Я швырнул в него горстью франков и уже собрался было сбежать, как вдруг его затрясло, он судорожно всхлипнул и говорит:
— Помоги мне…
— Что?
— …ну, в гостиницу…
Я помог ему встать, и мы пошли. У него стучали зубы, ноги заплетались. Пройдя квартал, он задрожал. Нет, завибрировал. Опустился на колени, и его вырвало. Я держал его голову, и его рвало снова и снова. Каким-то образом мы все же доплелись до его комнаты на рю Сен-Андре-дез-Ар. Я уложил его в постель, а когда его снова затрясло, заколотило, поверх одеяла укрыл его всякой одеждой, какую сумел найти.
— Это грипп, — сказал он. — А вовсе не от огорчения. Мое сегодняшнее чтение тут ни при чем. Что ты молчишь?
— А что я должен говорить?
— Что ты не сомневаешься в моем таланте. Что то, что я творю, нетленно. Я знаю это.
— Да.
Тут он принялся стучать зубами с такой силой, что я испугался за его язык.
— Пожалуйста, не уходи, побудь еще.
Я прикурил «голуаз» и передал ему, но он все ронял сигарету.
— Отец ждет не дождется, когда я наконец пойму, что все напрасно, и вернусь разделить с ним его нищету.
Плечи у него снова затряслись. Я схватил мусорную корзину, подставил ему, но, сколько он ни тужился, ничего из себя не выдавил, кроме нитки зеленой слизи. Когда рвотные позывы прекратились, я принес ему стакан воды.
— Это все грипп, — сказал он.
— Да.
— Я не расстроен.
— Нет.
— Если ты расскажешь всем этим обалдуям, что видел меня в таком состоянии, я никогда не прощу тебе.

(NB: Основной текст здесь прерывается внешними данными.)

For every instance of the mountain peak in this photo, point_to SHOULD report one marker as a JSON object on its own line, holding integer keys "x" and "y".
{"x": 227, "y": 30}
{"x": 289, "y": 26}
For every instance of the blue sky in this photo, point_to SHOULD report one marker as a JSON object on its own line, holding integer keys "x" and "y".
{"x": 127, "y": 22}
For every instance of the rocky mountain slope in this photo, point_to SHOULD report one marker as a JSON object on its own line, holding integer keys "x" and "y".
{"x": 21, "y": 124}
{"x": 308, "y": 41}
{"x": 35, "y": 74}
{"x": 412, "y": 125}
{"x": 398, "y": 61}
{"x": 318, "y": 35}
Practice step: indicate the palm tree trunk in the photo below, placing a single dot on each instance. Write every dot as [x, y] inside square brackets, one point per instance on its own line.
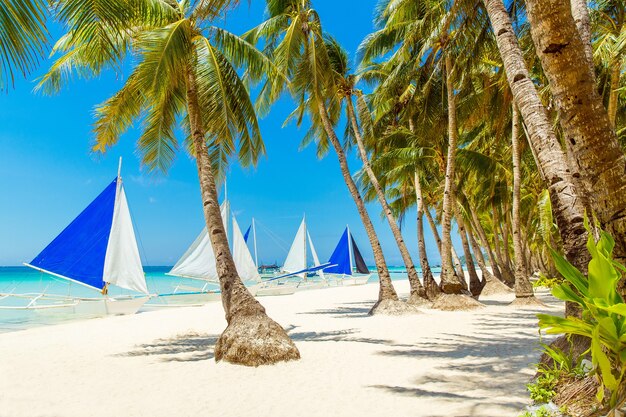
[586, 124]
[480, 259]
[523, 287]
[449, 281]
[251, 337]
[568, 209]
[474, 282]
[505, 271]
[580, 13]
[386, 291]
[613, 94]
[454, 259]
[418, 293]
[432, 289]
[476, 225]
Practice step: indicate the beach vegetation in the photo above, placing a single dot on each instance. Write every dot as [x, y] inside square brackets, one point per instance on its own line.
[184, 74]
[602, 319]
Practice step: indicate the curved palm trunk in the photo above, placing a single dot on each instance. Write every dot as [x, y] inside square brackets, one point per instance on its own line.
[432, 289]
[523, 287]
[454, 260]
[568, 208]
[480, 259]
[478, 227]
[475, 286]
[450, 283]
[614, 94]
[505, 270]
[251, 337]
[580, 13]
[386, 291]
[585, 121]
[418, 293]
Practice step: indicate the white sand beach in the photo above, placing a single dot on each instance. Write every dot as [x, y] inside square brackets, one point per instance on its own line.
[161, 363]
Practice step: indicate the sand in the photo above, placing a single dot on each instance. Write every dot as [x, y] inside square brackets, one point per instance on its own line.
[472, 363]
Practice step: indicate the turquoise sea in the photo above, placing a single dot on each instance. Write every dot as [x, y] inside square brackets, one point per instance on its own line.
[22, 280]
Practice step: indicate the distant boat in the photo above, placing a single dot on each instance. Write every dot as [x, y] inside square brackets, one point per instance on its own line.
[97, 250]
[199, 263]
[296, 263]
[347, 264]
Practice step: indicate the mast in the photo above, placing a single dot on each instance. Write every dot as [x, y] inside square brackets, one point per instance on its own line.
[350, 251]
[256, 259]
[304, 239]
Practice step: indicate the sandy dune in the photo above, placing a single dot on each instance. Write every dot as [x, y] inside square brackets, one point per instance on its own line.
[161, 363]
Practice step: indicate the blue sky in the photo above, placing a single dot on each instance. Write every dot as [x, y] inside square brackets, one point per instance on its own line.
[48, 174]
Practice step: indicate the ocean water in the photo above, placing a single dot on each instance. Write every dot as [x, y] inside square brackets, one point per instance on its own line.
[24, 280]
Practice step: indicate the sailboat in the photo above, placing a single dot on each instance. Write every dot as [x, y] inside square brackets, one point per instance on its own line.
[296, 262]
[198, 263]
[347, 264]
[97, 250]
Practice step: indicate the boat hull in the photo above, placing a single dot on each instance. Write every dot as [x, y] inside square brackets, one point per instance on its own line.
[182, 300]
[92, 307]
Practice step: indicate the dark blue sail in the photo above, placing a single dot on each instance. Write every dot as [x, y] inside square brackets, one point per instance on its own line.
[78, 252]
[340, 259]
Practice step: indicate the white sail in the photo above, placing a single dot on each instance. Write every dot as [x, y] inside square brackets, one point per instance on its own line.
[296, 258]
[122, 264]
[316, 260]
[246, 268]
[198, 261]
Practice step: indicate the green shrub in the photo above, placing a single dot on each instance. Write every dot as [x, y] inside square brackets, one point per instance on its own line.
[603, 313]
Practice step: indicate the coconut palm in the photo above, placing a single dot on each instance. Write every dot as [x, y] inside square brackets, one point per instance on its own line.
[346, 84]
[586, 125]
[568, 208]
[295, 41]
[183, 68]
[23, 38]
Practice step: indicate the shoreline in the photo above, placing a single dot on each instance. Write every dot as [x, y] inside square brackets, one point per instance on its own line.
[161, 363]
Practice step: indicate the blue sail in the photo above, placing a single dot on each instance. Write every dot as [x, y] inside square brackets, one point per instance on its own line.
[340, 259]
[78, 252]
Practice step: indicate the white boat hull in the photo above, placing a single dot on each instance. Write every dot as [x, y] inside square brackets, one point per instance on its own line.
[271, 290]
[349, 280]
[182, 300]
[93, 307]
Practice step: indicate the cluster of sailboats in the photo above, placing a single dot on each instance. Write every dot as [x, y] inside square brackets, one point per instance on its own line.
[98, 250]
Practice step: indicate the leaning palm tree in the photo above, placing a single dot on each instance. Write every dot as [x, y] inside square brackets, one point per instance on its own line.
[184, 68]
[346, 83]
[23, 38]
[294, 39]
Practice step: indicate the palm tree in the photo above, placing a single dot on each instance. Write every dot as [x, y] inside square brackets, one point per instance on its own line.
[586, 124]
[523, 287]
[346, 84]
[295, 42]
[23, 38]
[568, 208]
[183, 68]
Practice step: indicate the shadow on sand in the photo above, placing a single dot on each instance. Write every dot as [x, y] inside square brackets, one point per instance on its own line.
[189, 347]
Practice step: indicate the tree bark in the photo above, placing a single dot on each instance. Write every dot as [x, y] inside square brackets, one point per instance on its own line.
[251, 337]
[614, 94]
[580, 13]
[478, 227]
[523, 287]
[418, 293]
[480, 259]
[586, 125]
[450, 283]
[432, 289]
[386, 289]
[567, 207]
[475, 286]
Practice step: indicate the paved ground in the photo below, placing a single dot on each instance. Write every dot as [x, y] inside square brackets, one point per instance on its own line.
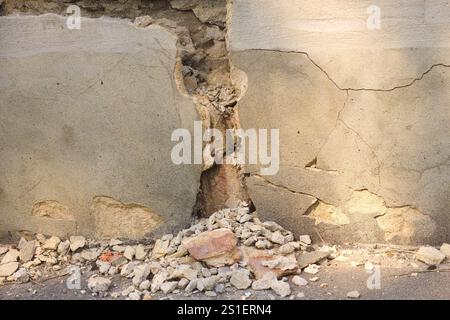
[339, 277]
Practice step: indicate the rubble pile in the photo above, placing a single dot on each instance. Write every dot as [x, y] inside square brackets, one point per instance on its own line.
[230, 249]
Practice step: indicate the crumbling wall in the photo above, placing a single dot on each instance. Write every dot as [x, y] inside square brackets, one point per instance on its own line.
[362, 112]
[363, 115]
[101, 116]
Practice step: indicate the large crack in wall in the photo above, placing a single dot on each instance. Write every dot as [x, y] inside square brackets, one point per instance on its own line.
[202, 73]
[358, 110]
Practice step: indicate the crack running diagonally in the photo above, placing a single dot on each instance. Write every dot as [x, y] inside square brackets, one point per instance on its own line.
[412, 82]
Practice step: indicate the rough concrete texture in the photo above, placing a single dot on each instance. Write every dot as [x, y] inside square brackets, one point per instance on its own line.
[363, 115]
[89, 113]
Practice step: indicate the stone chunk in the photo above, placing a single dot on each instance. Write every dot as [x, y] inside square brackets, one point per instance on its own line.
[281, 288]
[51, 243]
[217, 247]
[307, 258]
[98, 284]
[445, 249]
[77, 242]
[8, 269]
[240, 279]
[11, 256]
[27, 251]
[430, 255]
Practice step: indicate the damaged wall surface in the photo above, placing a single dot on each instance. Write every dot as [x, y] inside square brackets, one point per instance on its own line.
[363, 113]
[364, 118]
[86, 120]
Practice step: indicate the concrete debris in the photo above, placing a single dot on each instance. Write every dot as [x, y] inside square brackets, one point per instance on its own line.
[307, 258]
[312, 269]
[11, 256]
[353, 295]
[8, 268]
[98, 284]
[209, 257]
[430, 255]
[77, 242]
[445, 249]
[299, 281]
[240, 279]
[281, 288]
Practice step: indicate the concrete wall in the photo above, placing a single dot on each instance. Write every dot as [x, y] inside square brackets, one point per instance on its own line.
[364, 115]
[86, 122]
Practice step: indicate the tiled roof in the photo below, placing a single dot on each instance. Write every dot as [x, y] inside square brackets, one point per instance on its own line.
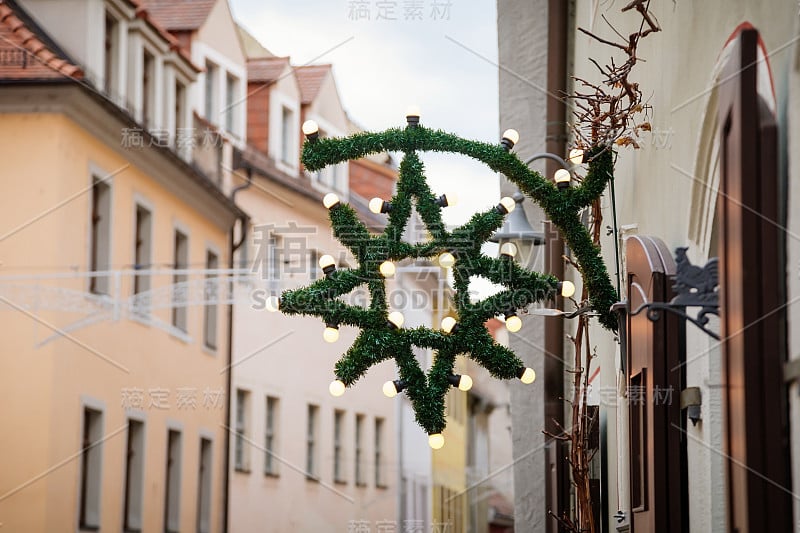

— Я никому не скажу ни слова.
— Поклянись.
Я поклялся и сидел с ним, пока его тело не перестало сотрясаться и он не забылся беспокойным сном. Но я стал свидетелем его слабости, а именно так, дорогой читатель, наживают врагов.
9
Я решил все рассказывать честно. Быть достоверным свидетелем. Правда состоит в том, что романы Терри Макайвера, в том числе и «Денежный человек», в котором я описан в качестве стяжателя Бенджи Перлмана, воображением не запятнаны. Его романы одинаково скучны, серьезны и аппетитны примерно как больничный супчик, ну и конечно же лишены юмора. Характеры в них такие деревянные, что хоть на дрова их коли. Вот только в дневниках у него фантазии пруд пруди. Парижские страницы тоже, естественно, полны выдумки. Причем больной выдумки. Мэри Маккарти однажды заметила, что все написанное Лилиан Хеллман вранье, кроме «и» и «но». То же можно сказать и о дневниках Терри.
Привожу пример. Несколько страничек из дневника Терри Макайвера (кавалера Ордена Канады и лауреата Премии генерал-губернатора) в том виде, как они вскоре выйдут в его мемуарах «О времени и лихорадке», публикуемых в Торонто с одновременным выражением всяческих благодарностей триединой святой посредственности: Совету по культуре Канады, Совету по искусству Онтарио и Совету по искусству города Торонто.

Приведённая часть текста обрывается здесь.